От меня ничего не скроешь. Я не ограничился шпионажем за мамой. Так я узнал, что хотя папин речевой аппарат бездействовал, глазами он пользовался на полную катушку. Заглянув в его дипломат, я выудил книги Лу По, Лао Цзы и Кристмаса Хамфри.

Я знал, что самое интересное у нас в доме начнется, если папу позовут к телефону. Так что, когда однажды вечером в половине одиннадцатого раздался звонок, я бросился сломя голову, чтобы первым схватить трубку. Услышав евин голос, я понял, что и сам по ней дико соскучился.

Она сказала:

- Привет, шалунишка, а папа твой где? Почему не звонишь? Что читаешь?

- А что бы ты посоветовала, Ева?

- Лучше заходи в гости, я тебя и просвещу.

- А когда?

- Да как сможешь, так и заглядывай.

Я сходил за папой, который уже стоял в дверях спальни в пижаме. Он схватил трубку. Просто не верилось, что он отважится разговаривать в собственном доме.

- Привет, - хрипло проговорил он, как человек, отвыкший пользоваться голосом. - Ева, рад тебя слышать, любовь моя. Но у меня голос пропал. Наверное, гланды. Можно я тебе с работы перезвоню?

Я поплелся в свою комнату, включил большой коричневый радиоприемник, и пока он разогревался, думал о своем.

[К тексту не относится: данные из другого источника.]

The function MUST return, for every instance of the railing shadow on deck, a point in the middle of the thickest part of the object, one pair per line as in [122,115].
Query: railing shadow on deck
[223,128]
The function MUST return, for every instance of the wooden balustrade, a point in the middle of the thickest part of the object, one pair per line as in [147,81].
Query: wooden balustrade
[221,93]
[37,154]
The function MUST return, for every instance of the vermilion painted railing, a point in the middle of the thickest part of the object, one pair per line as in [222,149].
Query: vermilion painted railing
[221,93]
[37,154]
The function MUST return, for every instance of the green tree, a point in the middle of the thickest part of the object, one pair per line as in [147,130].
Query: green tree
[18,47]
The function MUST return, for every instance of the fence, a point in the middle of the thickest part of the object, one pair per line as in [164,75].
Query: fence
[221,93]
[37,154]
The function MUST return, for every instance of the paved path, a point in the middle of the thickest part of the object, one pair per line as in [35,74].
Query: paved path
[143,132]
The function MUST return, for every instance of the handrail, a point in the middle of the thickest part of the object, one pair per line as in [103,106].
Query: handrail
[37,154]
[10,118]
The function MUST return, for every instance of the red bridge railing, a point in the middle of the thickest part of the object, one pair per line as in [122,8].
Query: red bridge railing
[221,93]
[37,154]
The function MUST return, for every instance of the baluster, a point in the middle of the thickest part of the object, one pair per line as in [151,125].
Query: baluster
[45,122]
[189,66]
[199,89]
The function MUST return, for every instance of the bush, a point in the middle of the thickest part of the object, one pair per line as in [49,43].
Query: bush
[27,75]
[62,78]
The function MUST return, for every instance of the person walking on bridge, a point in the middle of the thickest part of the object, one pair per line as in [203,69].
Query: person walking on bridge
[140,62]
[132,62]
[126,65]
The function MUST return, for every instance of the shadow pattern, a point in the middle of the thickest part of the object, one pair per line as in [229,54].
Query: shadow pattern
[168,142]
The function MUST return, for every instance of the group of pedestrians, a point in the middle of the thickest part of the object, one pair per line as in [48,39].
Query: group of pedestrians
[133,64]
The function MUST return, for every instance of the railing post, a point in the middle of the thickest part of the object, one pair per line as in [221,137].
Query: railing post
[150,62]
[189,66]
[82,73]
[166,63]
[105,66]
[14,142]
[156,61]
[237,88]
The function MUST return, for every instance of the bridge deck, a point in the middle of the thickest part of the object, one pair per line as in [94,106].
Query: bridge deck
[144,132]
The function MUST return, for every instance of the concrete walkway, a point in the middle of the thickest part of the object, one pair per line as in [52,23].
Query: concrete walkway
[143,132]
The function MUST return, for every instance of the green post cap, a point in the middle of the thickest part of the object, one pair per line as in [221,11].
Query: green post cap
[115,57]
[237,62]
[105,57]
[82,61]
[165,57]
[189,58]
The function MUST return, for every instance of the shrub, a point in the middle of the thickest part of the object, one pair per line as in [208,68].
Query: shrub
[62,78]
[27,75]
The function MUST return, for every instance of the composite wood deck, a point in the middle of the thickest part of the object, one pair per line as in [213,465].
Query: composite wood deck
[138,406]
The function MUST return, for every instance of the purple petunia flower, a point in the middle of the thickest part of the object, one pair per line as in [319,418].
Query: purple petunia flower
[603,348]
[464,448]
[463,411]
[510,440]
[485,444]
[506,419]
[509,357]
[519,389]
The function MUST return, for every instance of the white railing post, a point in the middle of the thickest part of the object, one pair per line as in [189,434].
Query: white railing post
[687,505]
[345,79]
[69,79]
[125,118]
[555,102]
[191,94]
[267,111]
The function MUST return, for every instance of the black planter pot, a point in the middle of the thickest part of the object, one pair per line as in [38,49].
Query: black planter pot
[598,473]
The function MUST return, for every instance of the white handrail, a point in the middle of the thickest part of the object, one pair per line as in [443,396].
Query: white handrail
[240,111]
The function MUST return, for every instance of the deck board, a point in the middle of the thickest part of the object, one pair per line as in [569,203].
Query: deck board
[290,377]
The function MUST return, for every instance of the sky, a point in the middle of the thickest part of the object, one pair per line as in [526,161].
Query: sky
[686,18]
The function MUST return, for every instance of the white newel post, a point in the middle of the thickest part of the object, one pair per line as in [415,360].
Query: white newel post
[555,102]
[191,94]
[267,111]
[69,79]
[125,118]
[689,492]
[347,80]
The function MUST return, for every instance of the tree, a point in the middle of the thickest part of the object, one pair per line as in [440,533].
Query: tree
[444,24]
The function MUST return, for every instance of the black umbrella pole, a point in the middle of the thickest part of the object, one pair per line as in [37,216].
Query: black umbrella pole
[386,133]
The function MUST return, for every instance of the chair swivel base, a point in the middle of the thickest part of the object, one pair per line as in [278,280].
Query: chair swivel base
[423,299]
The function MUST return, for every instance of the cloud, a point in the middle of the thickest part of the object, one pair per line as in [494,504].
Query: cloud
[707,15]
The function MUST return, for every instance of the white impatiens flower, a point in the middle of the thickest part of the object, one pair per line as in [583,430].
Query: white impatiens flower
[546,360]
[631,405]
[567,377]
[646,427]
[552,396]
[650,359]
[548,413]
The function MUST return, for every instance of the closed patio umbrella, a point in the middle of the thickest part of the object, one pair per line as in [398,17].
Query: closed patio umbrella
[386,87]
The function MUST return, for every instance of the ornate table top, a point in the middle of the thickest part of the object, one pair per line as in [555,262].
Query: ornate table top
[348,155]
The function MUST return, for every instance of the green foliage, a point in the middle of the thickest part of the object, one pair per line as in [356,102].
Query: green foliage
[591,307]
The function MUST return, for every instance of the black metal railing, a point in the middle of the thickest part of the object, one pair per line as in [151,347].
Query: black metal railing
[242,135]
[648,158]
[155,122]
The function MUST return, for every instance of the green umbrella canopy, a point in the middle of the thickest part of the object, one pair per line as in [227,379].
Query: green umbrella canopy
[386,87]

Мама в тот вечер опять рисовала.

Произошло ещё одно событие, окончательно убедившее меня, что Божок, как я теперь называл папу, готовится к какому-то важному шагу. Уже ночью, проходя мимо его спальни, я услышал странный, подозрительный звук, и приложил ухо к белой крашеной двери. Да, Божок разговаривал сам с собою, но отнюдь не про себя. Говорил он медленно, каким-то неестественным, более глубоким голосом, как будто обращаясь к толпе. Присвистывал на букве "с" и утрировал свой индийский акцент. Годами папа пытался от него избавиться, чтобы как можно больше походить на англичанина, и тут на тебе, здрасте-пожалуйста. Зачем?